Saturday, August 15, 2009

Poo poo chatter

The poo poo chatter is actually perfect for the news I have to share with ya'll!!! Of course we all remember my....uh...incident at the end of that race freshman year of college. Well I went to my friend Stephanie's house last night (she was on the team too) and she reported that another girl on the team had the same experience this last spring. At a home track meet, she had 200 meters left to go in the 3K and suddenly yelled "IT'S COMING OUT!!!" and come out it did!
See!?! I'm not the only one.

I also have another story. I've told three or four people this story and none of them appreciated it at all. But I think it's a great story! So here goes: I got to lab early yesterday morning (like 8 am) and started preparing some flow probes for an upcoming surgery. About 10 minutes later I heard some of the people in the lab laughing so I went over to check it out. We've had a magpie in a cage for a while and I always feel bad for him because he's big and the cage is small and I don't even know if anyone is doing any experiment on him or if we're just keeping him there. The magpie's cage is right next to a cage with six or seven zebra finches (MUCH smaller birds). In the magpie's beak was the head of a zebra finch. No body anywhere, but the magpie was chowing down. Upon closer inspection, we could see blood and feathers on the zebra finch cage and on the magpie cage. The magpie must have reached through the cages with is long beak and grabbed a zebra finch, pulled him through both cages, and had himself a nice meal! Realizing that, and then looking back at the magpie now playing with the zebra finches head for some reason made me laugh pretty hard.
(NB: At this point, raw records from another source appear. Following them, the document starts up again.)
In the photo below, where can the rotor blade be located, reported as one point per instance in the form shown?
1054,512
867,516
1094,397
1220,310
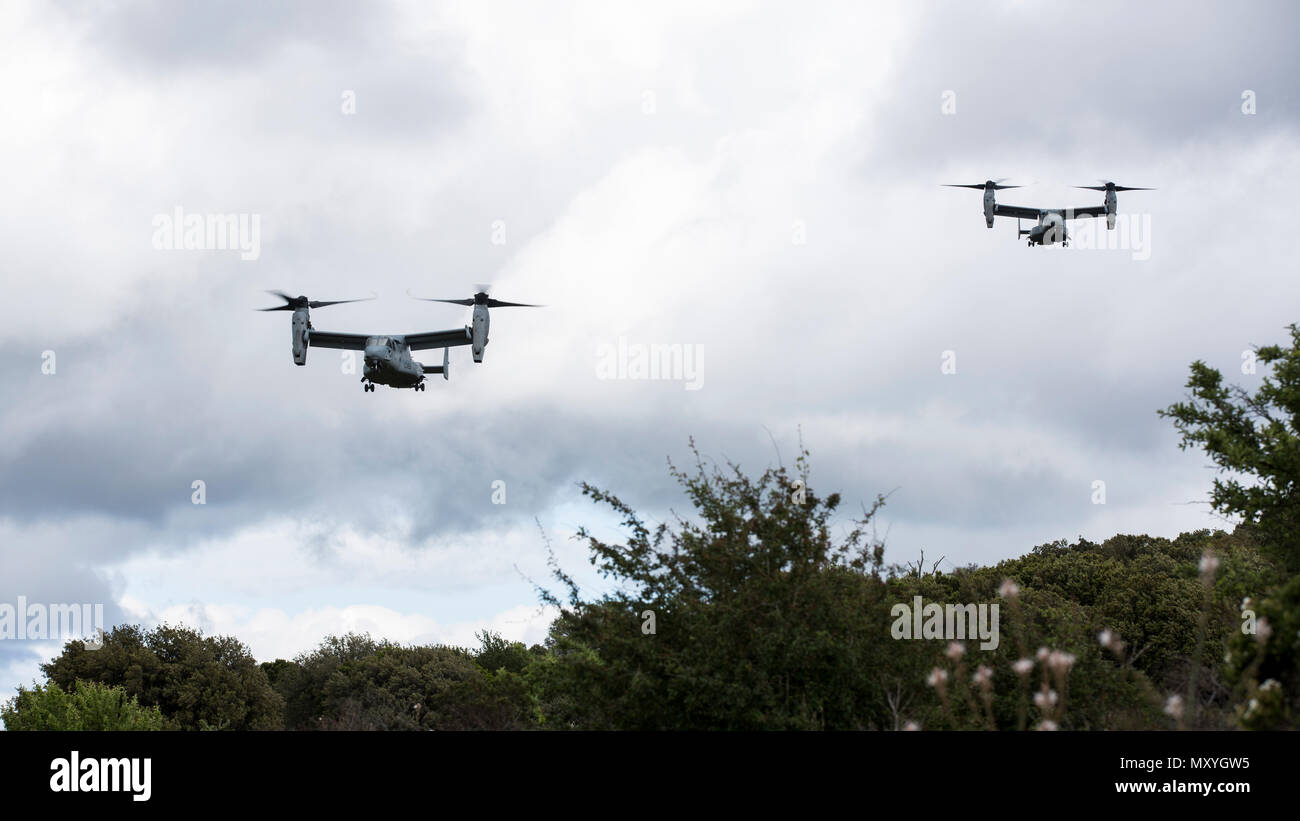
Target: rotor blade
454,302
317,303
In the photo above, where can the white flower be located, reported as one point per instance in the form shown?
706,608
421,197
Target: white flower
1262,630
1060,661
1174,707
1209,563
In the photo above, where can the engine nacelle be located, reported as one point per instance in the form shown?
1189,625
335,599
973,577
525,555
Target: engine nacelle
302,331
479,333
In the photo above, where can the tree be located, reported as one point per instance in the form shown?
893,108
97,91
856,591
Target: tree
90,706
1255,441
762,617
198,682
354,682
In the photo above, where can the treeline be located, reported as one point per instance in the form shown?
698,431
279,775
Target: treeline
765,639
763,611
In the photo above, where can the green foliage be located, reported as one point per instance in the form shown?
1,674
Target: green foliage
763,618
90,706
198,682
1255,438
497,654
354,682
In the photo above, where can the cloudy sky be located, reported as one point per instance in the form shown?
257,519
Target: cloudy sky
758,182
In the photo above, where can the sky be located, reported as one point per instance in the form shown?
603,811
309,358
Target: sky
759,183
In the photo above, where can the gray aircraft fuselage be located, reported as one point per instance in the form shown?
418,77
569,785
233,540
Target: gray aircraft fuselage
388,361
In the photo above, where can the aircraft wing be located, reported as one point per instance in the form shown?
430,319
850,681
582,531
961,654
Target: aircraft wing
1087,211
328,339
1019,212
438,339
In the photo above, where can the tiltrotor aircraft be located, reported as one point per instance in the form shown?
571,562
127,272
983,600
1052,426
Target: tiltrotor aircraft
1049,221
388,356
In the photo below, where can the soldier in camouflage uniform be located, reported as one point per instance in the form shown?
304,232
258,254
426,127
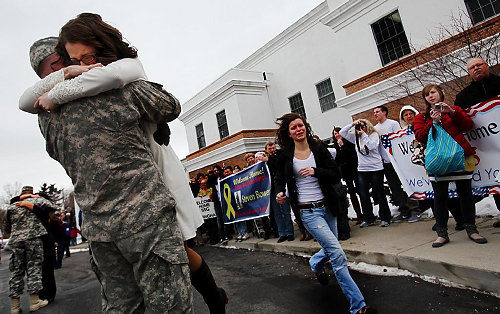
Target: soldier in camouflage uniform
25,231
129,214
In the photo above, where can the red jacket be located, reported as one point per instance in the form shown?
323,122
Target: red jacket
455,124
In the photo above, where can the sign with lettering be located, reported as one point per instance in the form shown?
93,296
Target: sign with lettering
206,207
485,135
245,195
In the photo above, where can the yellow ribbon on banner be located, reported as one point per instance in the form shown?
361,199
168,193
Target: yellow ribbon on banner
227,197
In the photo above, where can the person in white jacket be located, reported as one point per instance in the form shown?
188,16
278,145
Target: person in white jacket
84,80
370,170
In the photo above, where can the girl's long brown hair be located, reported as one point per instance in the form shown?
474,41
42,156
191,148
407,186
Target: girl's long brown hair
283,134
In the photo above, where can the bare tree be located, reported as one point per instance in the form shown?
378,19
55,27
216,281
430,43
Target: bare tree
9,191
444,61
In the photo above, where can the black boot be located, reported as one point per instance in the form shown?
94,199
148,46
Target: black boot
443,233
471,229
204,283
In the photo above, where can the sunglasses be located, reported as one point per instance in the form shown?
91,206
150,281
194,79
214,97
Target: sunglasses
87,59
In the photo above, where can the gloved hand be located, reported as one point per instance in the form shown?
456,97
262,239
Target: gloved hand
162,134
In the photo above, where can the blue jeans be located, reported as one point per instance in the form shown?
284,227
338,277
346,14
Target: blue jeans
282,217
241,227
375,179
322,225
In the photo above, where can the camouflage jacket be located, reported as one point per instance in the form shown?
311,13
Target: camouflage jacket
22,223
101,145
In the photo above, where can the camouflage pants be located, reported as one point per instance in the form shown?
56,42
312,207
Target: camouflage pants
146,272
27,257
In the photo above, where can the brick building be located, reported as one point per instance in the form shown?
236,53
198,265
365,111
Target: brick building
336,63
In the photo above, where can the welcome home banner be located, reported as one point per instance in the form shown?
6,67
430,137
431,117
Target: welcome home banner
485,135
245,195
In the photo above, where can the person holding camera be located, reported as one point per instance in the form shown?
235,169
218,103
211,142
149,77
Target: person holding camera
370,170
455,122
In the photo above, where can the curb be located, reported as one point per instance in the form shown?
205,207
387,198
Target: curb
479,279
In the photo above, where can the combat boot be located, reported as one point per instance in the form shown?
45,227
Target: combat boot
15,307
36,303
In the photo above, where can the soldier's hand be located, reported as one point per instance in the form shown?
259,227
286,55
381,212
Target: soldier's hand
45,103
280,198
25,204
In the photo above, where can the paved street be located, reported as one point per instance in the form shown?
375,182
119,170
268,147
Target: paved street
261,282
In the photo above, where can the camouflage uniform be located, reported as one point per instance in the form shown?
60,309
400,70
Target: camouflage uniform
128,211
26,245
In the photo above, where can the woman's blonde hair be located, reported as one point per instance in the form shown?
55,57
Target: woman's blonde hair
369,126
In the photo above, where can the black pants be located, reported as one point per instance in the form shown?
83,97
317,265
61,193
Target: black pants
398,194
466,202
343,228
375,179
48,291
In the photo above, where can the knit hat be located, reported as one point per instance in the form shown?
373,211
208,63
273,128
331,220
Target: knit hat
402,122
40,50
27,188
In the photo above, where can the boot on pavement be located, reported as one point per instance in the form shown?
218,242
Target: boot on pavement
36,303
15,307
215,297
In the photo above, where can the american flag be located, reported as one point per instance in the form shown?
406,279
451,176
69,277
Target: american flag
386,143
481,190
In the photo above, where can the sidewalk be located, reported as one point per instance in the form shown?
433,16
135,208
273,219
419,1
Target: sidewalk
408,246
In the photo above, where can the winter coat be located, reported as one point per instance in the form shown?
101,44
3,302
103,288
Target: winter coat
326,171
455,124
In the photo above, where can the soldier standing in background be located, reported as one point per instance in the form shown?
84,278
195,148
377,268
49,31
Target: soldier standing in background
25,231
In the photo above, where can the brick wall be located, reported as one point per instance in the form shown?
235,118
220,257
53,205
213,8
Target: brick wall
236,160
233,138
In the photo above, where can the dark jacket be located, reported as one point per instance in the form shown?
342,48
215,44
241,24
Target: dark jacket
455,125
326,171
347,158
479,91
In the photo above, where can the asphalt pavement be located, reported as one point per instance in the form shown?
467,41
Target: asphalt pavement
266,282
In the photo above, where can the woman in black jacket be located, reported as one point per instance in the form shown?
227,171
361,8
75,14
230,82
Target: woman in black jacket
310,173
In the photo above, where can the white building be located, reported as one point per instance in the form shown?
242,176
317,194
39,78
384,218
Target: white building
331,64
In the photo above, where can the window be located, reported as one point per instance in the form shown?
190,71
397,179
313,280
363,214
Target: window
296,104
222,123
326,95
200,136
480,10
390,37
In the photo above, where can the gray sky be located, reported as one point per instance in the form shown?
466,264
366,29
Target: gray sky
183,45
I guess natural selection is at work....the zebra finches smart enough to stay far away from the magpie cage will survive!

1 comment:

  1. Oh, poor zebra finch! When Joyce Alsonso (neighbor across the street) used to complain to us about cats in general, and Bear specifically, (they eat the birds in her yard) I used to think about survival of the fittest. The healthy and fast birds will stay alive. Now we have no cat, we have lots of birds. Dad has installed a cat trap in the back-yard to catch the cats loitering in our backyard, licking their chops at the thought of a nice bird meal.